While every single platform we use has a Terms of Service agreement prohibiting abusive behavior, there’s not nearly enough moderation in any of these spaces. According to a Discord spokesperson, creating a safer online environment includes creating a “counter-extremism sub-team” that identifies and removes harmful Discord communities targeting racial, religious and gender minorities before they are even reported.

Outside of moderation, the primary goal of trans-centered servers is to start as safe as possible and make the rules and intentions of the space clear. Doing this requires keen intuition. For example, the TCC forbids the advocacy of topics viewed as damaging in the transgender community. One example is transmedicalism, the theory that transgender identity is only valid when the conditions for gender dysphoria are met, and the individual seeks medical care. “I have been affected by transmedicalism, and it’s not a fun time,” Leigho says. “It makes you vicious towards yourself when trans people already face a level of viciousness [in real life].”

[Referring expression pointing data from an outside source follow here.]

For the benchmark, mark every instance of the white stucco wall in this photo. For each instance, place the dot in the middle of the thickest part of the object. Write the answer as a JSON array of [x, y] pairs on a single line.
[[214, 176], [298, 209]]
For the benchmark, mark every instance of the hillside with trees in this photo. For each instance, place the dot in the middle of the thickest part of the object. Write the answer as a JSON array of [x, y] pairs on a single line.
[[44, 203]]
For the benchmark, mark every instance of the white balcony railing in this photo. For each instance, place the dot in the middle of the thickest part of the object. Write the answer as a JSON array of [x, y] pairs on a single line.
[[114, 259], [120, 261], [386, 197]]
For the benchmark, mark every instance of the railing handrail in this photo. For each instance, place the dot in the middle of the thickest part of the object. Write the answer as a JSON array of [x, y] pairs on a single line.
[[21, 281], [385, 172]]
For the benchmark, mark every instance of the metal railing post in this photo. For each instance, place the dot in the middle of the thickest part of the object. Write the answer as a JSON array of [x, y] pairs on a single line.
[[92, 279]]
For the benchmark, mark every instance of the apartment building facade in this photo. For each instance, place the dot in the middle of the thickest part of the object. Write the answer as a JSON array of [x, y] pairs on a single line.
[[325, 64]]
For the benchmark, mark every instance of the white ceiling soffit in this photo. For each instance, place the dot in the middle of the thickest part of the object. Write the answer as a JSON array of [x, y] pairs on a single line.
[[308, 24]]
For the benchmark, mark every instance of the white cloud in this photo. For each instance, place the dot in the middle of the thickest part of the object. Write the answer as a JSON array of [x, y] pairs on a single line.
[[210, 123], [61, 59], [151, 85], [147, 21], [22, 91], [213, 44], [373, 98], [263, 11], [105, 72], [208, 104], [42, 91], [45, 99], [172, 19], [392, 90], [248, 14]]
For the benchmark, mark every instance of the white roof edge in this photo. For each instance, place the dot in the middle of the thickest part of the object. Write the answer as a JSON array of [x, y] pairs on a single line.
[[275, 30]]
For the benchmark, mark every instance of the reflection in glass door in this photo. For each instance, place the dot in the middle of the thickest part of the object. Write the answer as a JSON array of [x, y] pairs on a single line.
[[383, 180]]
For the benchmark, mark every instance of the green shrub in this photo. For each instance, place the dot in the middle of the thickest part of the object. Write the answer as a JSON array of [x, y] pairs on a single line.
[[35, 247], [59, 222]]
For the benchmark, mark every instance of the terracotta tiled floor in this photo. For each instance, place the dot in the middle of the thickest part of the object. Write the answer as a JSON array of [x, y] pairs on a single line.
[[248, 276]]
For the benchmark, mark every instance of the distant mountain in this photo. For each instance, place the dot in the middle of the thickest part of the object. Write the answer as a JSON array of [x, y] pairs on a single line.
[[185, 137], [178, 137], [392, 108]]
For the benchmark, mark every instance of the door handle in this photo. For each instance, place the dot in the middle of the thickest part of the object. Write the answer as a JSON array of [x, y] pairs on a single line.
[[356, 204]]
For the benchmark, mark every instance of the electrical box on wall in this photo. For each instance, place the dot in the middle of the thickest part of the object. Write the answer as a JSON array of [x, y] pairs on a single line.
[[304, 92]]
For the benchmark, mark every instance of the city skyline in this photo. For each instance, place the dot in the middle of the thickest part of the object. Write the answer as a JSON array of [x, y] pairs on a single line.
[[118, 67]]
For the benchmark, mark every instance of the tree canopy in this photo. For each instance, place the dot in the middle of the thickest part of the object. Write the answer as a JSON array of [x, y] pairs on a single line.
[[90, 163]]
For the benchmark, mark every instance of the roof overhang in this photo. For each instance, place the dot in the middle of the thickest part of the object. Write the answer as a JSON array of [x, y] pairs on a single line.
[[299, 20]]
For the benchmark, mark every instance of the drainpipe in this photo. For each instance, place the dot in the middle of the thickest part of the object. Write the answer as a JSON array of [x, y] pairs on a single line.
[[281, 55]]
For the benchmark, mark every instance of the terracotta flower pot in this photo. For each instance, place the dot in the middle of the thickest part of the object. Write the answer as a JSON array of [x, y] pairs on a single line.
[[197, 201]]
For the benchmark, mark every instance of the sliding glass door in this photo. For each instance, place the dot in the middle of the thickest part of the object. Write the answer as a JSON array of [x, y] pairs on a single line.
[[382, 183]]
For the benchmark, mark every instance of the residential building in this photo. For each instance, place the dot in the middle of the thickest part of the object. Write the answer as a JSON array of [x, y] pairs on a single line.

In reality, the safest way for transgender individuals to avoid harassment is to avoid the internet altogether. But digitally ostrich-ing ourselves is just as bad as hiding in the house because our world is propped up by harmful, heteronormative structures. Platforms such as Discord are asking the important questions about what a trans-affirmative work and play culture look like. On and offline, we’d all benefit from doing the same.